Sexta-Feira 13 foi lançado em 1980, e tornou-se um sucesso de bilheteria. Tornou-se também o primeiro filme Slasher a ser distribuído por um grande estúdio, no caso, a Paramount Pictures, que foi a responsável pela distribuição nos Estados Unidos, enquanto que no exterior, inclusive no Brasil, o filme foi distribuído pela Warner Bros.

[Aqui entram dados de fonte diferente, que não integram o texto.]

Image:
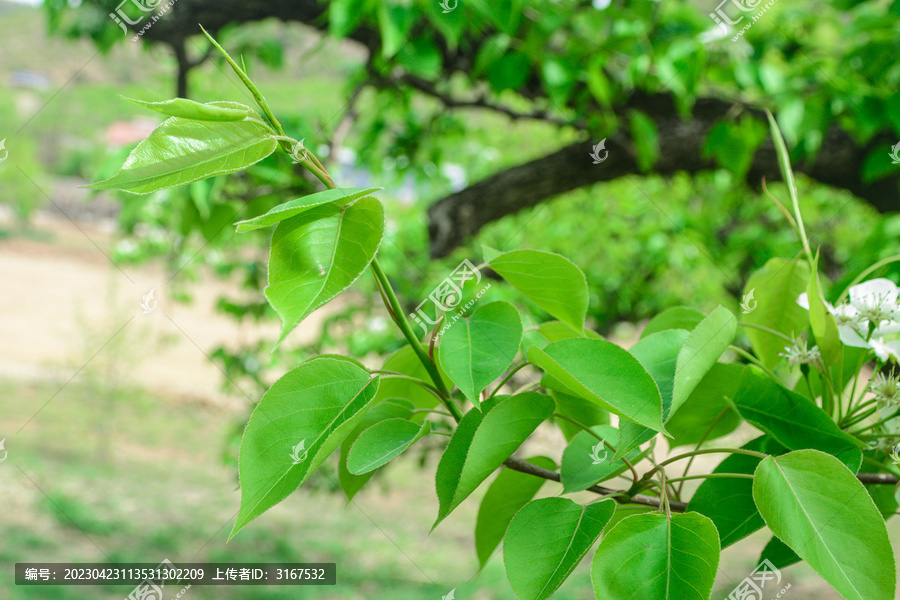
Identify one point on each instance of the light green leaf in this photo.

O sucesso do filme foi o responsável pelo surgimento das sequencias, cujo primeiro filme saiu no ano seguinte. Atualmente, a franquia conta com mais de dez filmes, incluindo o crossover com Freddy Krueger em Freddy X Jason (2003). Há muito tempo, surgiram rumores de um novo filme, mas, devido a uma batalha de direitos, isso não foi possível, uma vez que não se sabe qual estúdio detêm os direitos da franquia, uma vez que em determinado momento, a Paramount largou a franquia. Se haverá um novo filme ou não, acredito que nunca saberemos.

Foi lançado em VHS e DVD no Brasil, mas atualmente está fora de catalogo.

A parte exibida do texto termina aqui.